Como parasitas de árvores economicamente valiosas, viscos são geralmente considerados indesejáveis. No entanto, eles desempenham um papel importante em seu ecossistema, fornecendo uma fonte de alimento para as aves que são seus polinizadores e dispersores de sementes. o visco Psitacanthus schiedeanus parasita tanto árvores decíduas quanto perenes, exigindo que ela se adapte fisiologicamente à diferente disponibilidade de recursos de seus hospedeiros. O que ainda não se sabe é como isso afeta o funcionamento do visco e de seu hospedeiro durante os estágios juvenis do ciclo de vida do parasita.

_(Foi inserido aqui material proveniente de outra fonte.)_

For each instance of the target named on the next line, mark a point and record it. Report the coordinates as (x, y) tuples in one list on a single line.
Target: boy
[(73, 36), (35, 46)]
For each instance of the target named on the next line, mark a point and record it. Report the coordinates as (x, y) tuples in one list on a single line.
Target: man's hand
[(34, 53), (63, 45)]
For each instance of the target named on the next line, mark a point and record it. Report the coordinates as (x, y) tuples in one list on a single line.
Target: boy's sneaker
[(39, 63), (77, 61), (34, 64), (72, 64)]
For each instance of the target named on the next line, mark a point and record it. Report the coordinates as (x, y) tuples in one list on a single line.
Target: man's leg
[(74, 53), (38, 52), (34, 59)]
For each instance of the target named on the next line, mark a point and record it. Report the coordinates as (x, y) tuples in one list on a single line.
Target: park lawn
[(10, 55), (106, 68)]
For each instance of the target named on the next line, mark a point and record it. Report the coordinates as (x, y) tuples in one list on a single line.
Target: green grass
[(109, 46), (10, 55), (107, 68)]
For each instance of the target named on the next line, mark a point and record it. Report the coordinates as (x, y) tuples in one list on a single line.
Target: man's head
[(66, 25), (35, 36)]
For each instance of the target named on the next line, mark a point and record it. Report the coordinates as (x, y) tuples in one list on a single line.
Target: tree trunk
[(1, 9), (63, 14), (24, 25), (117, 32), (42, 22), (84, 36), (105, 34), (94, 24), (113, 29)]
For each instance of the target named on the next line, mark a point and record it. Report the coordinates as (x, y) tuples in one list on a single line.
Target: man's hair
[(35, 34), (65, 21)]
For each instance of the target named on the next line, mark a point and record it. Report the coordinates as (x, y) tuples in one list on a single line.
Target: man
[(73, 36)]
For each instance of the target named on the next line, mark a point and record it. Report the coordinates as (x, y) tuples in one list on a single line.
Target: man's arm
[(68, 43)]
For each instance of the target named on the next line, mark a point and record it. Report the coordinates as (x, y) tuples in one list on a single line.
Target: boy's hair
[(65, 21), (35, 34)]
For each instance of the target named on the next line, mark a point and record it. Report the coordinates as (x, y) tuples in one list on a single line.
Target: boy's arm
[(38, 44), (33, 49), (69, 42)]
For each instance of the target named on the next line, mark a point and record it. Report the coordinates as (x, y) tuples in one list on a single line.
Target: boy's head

Em um novo estudo recém-lançado no American Journal of Botany, o principal autor Eliezer Cocoletzi e seus colegas acompanharam o alterações fisiológicas tanto do hospedeiro quanto do parasita para o visco crescendo em ambos os decíduos (Liquidambar styraciflua) e perene (Quercus alemão) em uma floresta nublada no leste do México. O estudo ocorreu como um experimento de berçário executado ao longo de um ano usando o visco de crescimento rápido P. schiedeanus, que atinge a maturidade sexual em apenas um ano.
Os autores descobriram que a capacidade fotossintética do visco, a absorção de dióxido de carbono e o conteúdo de nutrientes melhoraram durante seus estágios iniciais de vida, independentemente de qual hospedeiro ele parasitava. Parece também que o visco pode ajustar sua atividade fotossintética durante o desenvolvimento em resposta à disponibilidade de recursos do hospedeiro. Psitacanthus schiedeanus teve uma taxa metabólica mais alta no hospedeiro decíduo, que tinha maior teor de nitrogênio foliar, em comparação com o perene.
Em termos de respostas fisiológicas das árvores à infestação, as duas espécies reagiram de maneira diferente: as árvores de folha caduca apresentaram diminuição no teor de nitrogênio e na assimilação de dióxido de carbono, enquanto as sempre-vivas sofreram diminuição da fotossíntese e diminuição do teor de nitrogênio, fósforo e carbono. Em ambos os casos, o visco apresentou taxas de transpiração mais altas e menor assimilação de carbono e eficiência no uso da água do que o hospedeiro em que cresceu.
“Com mais de 1500 espécies de visco que extraem xilema em todo o mundo, mais estudos são necessários para determinar a relação entre a capacidade ecofisiológica dos viscos e suas espécies hospedeiras, incluindo as espécies generalistas de visco que podem parasitar várias espécies hospedeiras de árvores decíduas e perenes”, escreve o autores.